Le diagnosticien baissa les yeux, sa bouche formant un petit sourire en coin tandis que ses bras se refermaient doucement sur le corps de son ami pour l'attirer contre lui:
« Et sinon, à part ça, comment tu te sens, toi ?
- C'est-à-dire ?
- Tu commences à avoir des envies de jardinage ?
- De jardinage ?, dit Wilson, intrigué, avant de comprendre le sous-entendu: « Oh ! Greg...
- Ben quoi... Je t'avouerais franchement que depuis quelques jours déjà, je me fais du bien tous les matins sous la douche en pensant à ce qu'on pourrait faire tous les deux...
- Quoi ?, fit l'oncologue en rougissant, complètement interloqué.
- Oui je sais, je suis un gros obsédé, mais faut dire aussi que tu ne m'aides pas non plus à avoir de chastes pensées !, ajouta House en serrant un peu plus le corps de son compagnon contre lui.
- Franchement, je crois que je serais moins choqué si tu m'avais annoncé que tu as un cancer des testicules !, s'exclama Wilson, les joues toujours cramoisies.
- Ah ben merci, c'est sympa ! Moi qui voulais aborder « le » sujet entre nous d'une façon disons... délicate, c'est réussi !
- Désolé..., dit l'oncologue d'une petite voix en souriant.
- Mmh... Et tu comptes faire quoi pour rattraper le coup ?
- Eh bien... je pourrais commencer par ça... », murmura Wilson en embrassant son compagnon dans le cou.
Le diagnosticien se mit à soupirer de contentement et entreprit de caresser le dos de l'oncologue tout en déposant de petits baisers dans ses cheveux. Wilson souleva la chemise de House et celui-ci frissonna en sentant les mains de son ami sur sa peau.
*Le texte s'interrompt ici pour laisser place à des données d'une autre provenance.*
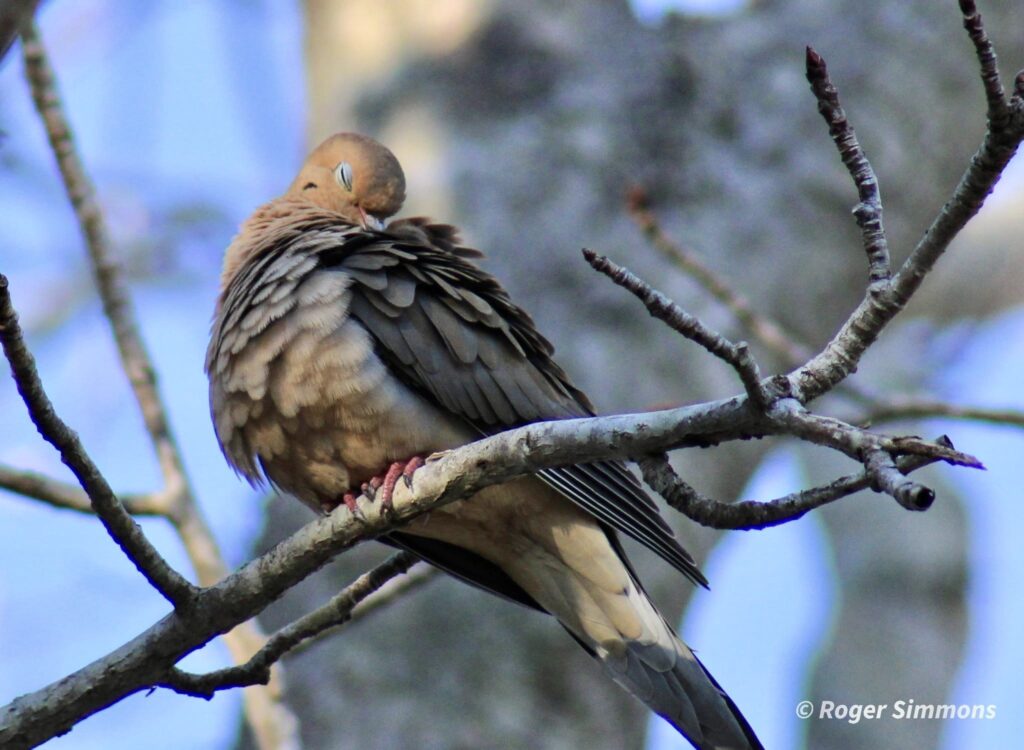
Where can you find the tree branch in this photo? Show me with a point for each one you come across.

James poursuivit ses caresses tout en continuant d'embrasser son compagnon dans le cou puis sur les lèvres, avant de lui ôter sa veste. Grégory fit alors de même avec celle de l'oncologue. Les deux hommes se regardèrent un instant, chacun cherchant dans le regard de l'autre l'assentiment pour aller plus loin...
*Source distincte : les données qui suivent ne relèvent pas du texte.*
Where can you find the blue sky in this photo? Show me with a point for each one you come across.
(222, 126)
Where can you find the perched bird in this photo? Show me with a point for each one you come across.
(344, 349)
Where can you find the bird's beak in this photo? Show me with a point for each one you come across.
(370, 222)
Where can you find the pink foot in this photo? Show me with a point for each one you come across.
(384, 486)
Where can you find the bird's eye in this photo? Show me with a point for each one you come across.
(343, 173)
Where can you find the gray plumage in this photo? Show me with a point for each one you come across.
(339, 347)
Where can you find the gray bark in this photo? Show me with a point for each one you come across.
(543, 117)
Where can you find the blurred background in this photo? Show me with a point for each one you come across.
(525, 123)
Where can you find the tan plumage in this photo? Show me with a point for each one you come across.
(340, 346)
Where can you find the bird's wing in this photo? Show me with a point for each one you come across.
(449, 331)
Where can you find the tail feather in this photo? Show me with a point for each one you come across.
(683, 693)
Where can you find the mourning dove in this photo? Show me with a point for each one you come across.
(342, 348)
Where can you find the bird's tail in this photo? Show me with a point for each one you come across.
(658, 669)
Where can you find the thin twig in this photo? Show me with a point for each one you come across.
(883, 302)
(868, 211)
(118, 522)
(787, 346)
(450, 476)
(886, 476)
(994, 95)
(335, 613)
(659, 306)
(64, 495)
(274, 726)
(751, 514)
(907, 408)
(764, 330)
D'une main légèrement tremblante, le plus jeune commença à déboutonner la chemise du diagnosticien et à embrasser sa poitrine. House songea alors que le meilleur moyen de mettre son compagnon à l'aise – et par conséquent d'arriver à ses fins ! - était de l'encourager à prendre l'initiative. Il se cala confortablement dans le canapé et incita Wilson à s'asseoir sur lui. Tout en embrassant ce dernier, Grégory parvint à défaire les boutons de sa chemise et à lui retirer complètement. Le diagnosticien profita de la situation pour poser ses mains sur les fesses de James et frotter le bassin de celui-ci contre le sien, ce qui fit réagir l'oncologue:
« Oh mon dieu, tu ... enfin tu...
- Oui, c'est bien ce que tu penses... J'ai bien une érection, et il ne tient qu'à toi d'en profiter si tu le souhaites...
- Je... oh mon dieu... Si on m'avait dit qu'un jour on serait là, tous les deux, sur le point de... Ooh ! »
Wilson ne put achever sa phrase, car House avait entrepris de sucer l'un de ses tétons pendant que l'une des mains s'occupait de l'autre. Le diagnosticien s'interrompit quelques instants et reprit avec un sourire gourmand:
« Mmh... Que dirais-tu si on se mettait vraiment à l'aise ? Les pieds nus et... avec les vêtements qu'on souhaitera garder... ou pas ?
- D'accord... », répondit l'oncologue en capturant les lèvres de son compagnon.